The role of unmanned aerial vehicles (UAVs) in everyday life is becoming increasingly important, and there is a growing demand for UAVs to autonomously perform obstacle avoidance and navigation tasks. Traditional UAV navigation methods typically divide the navigation problem into three stages: perception, mapping, and path planning. However, this approach significantly increases processing delays, causing UAVs to lose their agility advantage. In this paper, we propose a causal reinforcement learning-based end-to-end navigation strategy that directly learns from data, bypassing the explicit mapping and planning steps, thus enhancing responsiveness. To address the issue where using a continuous action space prevents the agent from learning effective experiences from past actions, we introduce an Actor–Critic method with a fixed horizontal plane and a discretized action space.

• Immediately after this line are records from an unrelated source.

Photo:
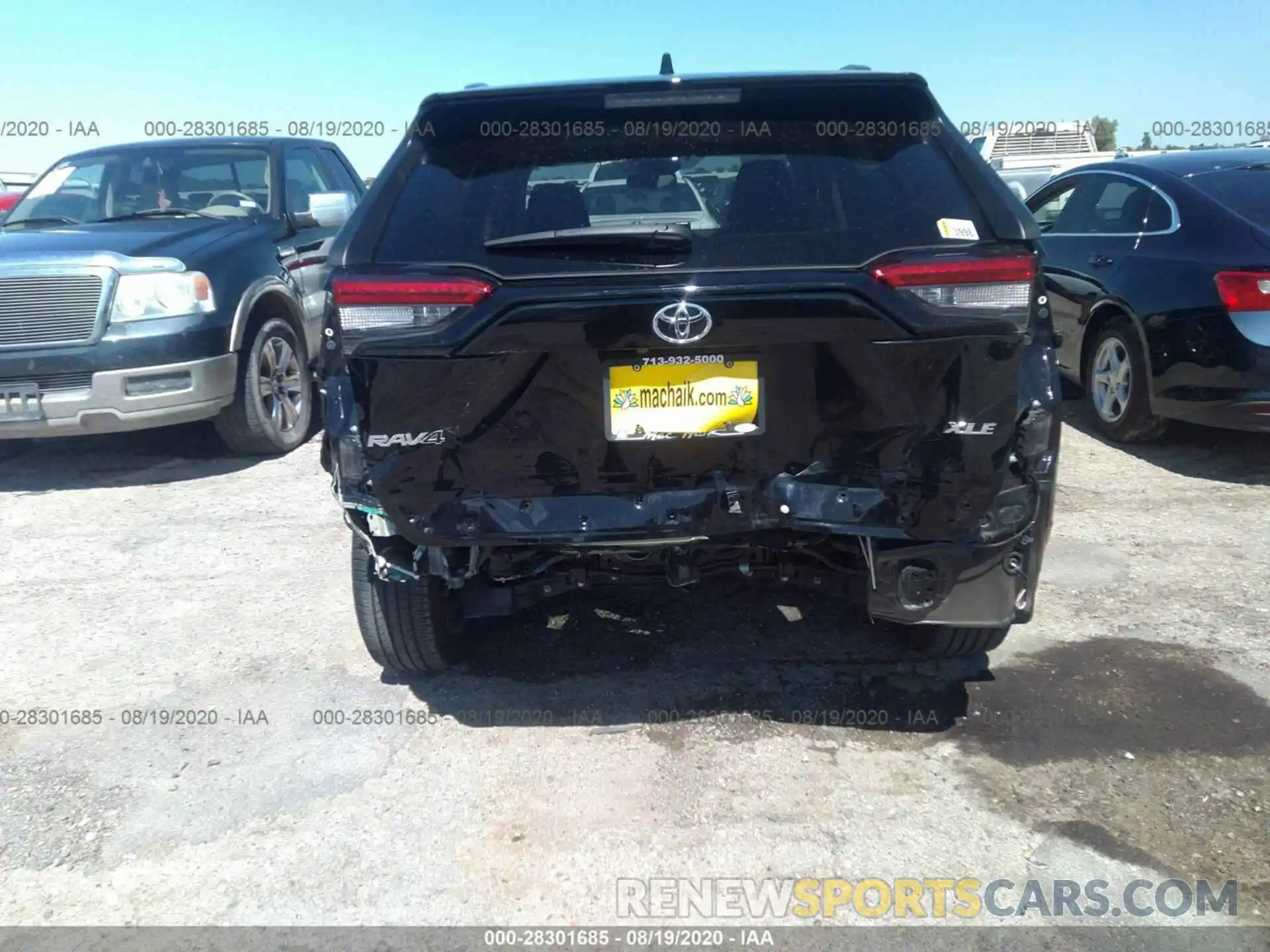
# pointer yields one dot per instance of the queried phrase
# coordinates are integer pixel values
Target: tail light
(1244, 291)
(382, 303)
(967, 287)
(1246, 296)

This approach enhances the efficiency of sampling from the experience replay buffer and stabilizes the optimization process, ultimately improving the success rate of the reinforcement learning algorithm in UAV obstacle avoidance and navigation tasks. Furthermore, to overcome the limited generalization capability of end-to-end methods, we incorporate causal inference into the reinforcement learning training process. This step mitigates overfitting caused by insufficient interaction with the environment during training, thereby increasing the success rate of UAVs in performing obstacle avoidance and navigation tasks in unfamiliar environments. We validate the effectiveness of causal inference in improving the generalization capability of the reinforcement learning algorithm by using convergence steps in the training environment and navigation success rates of random targets in the testing environment as quantitative metrics. The results demonstrate that causal inference can effectively reduce overfitting of the policy network to the training environment.